SORTING - Editorial

I used an entirely different approach which may sound really interesting to the rest of you. As you may already know, the general idea of the task is to be able to quickly recover the element in the median position of some array A’ - formed when only numbers in an interval [l,r] are taken from the initial array A.
For example,
if A=[4,3,5,1,2] and [l,r] = [2,4], then A’=[4,3,2] and the element in the median position is the second element, 3.
or if [l,r] = [1,4] then we would have A’=[4,3,1,2]. Again, the element in the median position is 3.
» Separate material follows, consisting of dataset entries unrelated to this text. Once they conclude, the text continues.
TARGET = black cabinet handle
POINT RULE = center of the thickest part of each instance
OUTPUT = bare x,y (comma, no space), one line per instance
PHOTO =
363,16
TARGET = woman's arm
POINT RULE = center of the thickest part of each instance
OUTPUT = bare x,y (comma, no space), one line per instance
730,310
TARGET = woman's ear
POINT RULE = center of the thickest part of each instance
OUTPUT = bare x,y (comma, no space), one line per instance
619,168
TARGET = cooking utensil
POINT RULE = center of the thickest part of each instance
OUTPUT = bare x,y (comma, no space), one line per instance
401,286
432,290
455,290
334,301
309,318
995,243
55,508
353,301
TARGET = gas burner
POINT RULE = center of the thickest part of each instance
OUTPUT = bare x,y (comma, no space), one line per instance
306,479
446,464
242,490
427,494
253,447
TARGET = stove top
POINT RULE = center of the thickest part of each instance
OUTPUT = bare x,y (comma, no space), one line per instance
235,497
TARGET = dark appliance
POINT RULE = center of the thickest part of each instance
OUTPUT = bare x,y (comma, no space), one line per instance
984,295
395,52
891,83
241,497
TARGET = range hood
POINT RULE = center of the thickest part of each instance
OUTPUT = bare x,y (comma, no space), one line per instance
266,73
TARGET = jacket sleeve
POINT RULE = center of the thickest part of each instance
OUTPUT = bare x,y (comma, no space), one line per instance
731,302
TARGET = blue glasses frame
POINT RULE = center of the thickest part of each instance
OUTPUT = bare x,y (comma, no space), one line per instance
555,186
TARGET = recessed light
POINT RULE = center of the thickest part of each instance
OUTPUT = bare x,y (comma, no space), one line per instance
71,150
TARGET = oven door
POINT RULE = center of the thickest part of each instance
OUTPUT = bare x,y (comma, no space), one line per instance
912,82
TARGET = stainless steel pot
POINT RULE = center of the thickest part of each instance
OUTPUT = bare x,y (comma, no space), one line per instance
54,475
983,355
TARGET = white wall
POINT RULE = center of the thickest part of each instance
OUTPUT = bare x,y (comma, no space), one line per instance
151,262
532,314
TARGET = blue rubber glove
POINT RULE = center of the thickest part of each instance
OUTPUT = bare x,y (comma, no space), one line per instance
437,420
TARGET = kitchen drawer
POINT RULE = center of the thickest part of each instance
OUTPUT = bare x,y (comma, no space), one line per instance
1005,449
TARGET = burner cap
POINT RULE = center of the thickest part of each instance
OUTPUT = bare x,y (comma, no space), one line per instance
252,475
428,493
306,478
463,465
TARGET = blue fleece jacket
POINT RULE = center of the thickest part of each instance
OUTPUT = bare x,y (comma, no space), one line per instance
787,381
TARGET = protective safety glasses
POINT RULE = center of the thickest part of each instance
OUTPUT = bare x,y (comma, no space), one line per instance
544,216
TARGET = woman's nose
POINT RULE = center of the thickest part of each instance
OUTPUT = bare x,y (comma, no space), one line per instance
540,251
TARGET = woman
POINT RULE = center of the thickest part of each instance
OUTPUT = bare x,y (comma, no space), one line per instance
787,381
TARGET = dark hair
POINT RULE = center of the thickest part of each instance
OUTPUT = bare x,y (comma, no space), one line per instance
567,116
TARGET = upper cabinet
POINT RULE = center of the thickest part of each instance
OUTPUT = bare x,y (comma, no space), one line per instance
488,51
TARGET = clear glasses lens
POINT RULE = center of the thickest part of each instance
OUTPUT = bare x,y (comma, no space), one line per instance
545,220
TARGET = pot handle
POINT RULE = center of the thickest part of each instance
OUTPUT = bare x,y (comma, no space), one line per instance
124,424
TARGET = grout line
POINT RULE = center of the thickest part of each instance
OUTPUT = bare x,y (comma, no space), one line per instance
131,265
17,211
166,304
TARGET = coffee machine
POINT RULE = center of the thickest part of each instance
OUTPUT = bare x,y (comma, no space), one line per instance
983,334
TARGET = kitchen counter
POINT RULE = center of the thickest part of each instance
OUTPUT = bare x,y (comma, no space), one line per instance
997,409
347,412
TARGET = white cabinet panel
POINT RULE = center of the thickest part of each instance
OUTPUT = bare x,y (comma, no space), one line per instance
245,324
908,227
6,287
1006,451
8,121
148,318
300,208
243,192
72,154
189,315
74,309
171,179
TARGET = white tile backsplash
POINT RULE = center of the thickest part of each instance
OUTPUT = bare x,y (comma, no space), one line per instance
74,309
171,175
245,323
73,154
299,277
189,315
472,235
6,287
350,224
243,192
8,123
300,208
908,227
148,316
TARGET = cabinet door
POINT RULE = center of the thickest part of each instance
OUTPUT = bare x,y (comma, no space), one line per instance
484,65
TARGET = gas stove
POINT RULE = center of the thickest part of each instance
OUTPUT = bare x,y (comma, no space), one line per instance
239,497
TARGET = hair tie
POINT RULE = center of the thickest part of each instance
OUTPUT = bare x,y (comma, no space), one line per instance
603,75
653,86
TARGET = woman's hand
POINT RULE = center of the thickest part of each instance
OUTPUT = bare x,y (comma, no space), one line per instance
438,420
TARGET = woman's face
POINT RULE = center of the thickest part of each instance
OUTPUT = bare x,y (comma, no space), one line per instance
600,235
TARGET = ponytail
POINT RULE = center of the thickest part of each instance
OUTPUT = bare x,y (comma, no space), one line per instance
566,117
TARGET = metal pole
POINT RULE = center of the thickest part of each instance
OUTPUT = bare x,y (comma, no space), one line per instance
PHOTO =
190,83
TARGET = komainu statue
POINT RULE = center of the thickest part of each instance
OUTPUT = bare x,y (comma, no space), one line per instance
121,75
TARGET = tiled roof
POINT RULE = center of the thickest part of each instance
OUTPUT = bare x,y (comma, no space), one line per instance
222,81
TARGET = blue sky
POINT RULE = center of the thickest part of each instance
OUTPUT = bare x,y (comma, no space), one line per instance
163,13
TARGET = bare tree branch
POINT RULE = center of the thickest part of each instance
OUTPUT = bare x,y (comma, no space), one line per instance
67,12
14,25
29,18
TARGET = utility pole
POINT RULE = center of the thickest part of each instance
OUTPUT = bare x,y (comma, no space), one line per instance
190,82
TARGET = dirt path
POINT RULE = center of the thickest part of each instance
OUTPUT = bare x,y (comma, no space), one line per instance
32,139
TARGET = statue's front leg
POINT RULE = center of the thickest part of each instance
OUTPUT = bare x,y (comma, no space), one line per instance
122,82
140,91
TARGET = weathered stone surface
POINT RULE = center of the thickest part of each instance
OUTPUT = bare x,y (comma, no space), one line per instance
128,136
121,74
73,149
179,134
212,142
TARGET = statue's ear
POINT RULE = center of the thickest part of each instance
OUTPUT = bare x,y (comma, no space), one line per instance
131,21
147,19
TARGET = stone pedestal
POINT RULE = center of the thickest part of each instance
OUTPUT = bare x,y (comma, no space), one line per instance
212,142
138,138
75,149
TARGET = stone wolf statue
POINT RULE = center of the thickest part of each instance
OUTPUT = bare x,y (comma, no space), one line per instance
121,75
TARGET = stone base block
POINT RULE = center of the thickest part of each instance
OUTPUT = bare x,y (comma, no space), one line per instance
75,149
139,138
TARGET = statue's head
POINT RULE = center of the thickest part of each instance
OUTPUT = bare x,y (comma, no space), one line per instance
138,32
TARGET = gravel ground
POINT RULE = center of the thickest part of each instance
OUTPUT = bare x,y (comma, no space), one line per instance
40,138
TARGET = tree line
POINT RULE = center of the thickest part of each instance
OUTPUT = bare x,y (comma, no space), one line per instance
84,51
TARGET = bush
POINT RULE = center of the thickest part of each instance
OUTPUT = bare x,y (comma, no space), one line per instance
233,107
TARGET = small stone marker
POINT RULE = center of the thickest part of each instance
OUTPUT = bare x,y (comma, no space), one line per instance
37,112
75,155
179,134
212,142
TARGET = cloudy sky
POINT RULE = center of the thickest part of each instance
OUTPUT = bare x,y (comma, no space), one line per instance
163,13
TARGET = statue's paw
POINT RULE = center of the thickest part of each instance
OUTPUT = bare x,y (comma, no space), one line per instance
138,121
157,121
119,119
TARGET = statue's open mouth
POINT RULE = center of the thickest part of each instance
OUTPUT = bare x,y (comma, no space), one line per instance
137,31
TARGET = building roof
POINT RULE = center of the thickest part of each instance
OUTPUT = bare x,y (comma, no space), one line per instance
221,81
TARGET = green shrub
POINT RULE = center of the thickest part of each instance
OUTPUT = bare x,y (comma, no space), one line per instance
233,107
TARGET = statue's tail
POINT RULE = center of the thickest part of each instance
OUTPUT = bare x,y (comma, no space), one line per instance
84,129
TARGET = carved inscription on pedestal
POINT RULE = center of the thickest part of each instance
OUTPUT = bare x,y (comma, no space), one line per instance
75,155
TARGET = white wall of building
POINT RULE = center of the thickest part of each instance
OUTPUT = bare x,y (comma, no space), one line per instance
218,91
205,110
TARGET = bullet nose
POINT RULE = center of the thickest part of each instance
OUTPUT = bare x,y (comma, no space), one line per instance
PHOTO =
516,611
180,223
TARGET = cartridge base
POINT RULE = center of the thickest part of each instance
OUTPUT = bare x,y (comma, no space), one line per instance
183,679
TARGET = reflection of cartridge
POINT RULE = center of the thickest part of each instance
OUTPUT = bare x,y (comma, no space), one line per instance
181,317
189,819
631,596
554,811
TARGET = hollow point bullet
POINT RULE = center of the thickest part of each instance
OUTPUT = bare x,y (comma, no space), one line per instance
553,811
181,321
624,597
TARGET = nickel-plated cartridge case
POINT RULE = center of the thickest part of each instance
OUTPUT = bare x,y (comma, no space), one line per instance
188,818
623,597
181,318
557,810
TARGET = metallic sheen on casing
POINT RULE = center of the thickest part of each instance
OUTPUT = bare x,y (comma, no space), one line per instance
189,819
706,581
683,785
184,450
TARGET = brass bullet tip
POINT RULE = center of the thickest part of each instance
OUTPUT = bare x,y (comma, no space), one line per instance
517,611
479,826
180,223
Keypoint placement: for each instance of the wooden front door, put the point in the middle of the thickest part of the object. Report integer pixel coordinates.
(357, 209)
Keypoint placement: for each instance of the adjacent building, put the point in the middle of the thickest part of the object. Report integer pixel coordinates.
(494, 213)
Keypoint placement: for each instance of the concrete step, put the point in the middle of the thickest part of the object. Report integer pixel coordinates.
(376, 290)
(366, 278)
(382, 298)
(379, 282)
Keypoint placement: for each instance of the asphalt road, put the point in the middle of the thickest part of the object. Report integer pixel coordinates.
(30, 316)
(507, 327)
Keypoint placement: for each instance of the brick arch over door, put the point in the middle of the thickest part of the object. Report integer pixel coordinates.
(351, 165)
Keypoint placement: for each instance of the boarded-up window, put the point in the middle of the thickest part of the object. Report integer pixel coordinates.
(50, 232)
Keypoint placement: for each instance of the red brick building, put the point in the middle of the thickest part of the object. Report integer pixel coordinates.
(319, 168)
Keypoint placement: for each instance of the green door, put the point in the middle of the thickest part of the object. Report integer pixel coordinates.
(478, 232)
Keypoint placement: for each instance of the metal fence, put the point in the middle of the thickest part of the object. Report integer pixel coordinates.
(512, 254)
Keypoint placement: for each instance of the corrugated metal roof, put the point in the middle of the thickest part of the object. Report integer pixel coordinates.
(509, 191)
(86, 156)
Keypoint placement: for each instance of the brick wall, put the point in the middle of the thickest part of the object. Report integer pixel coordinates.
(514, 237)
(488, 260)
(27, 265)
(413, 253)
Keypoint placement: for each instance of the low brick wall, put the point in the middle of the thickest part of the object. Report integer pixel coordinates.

So, how do we do this? When I have an array A’ described by [l,r], say [l,r] = [1,5] and A’ = [4,5,3,2,1] I make it a double linked list, and I always keep a pointer to the median element. When I find the median, and now it’s 3, i need to split the list into two - one described by [1,2] and another described by [4,5]. I take the shorter of these two lists, and ignore it for now. I make the longer of the two lists by starting from the original one (described by [1,5]) and removing elements. Element removal is O(1). What do we do with all the ignored shorter lists? We put them in a queue, every time building the linked list from scratch. Because we always build a new list from scratch from a shorter list the overall complexity ends up being O(n log n) - interestingly, without using complex data structures or even recursion.

I am aware that my explanation is not very clear but as you will see, the


[1] is quite simple. It solves the largest test case in 0.16 seconds.

  [1]: http://www.codechef.com/viewsolution/2581145

Edit: Just found out that using a different approach for sorting changes the recurrence relation, and then the solution ends up being O(n). Very good! We have an optimal solution!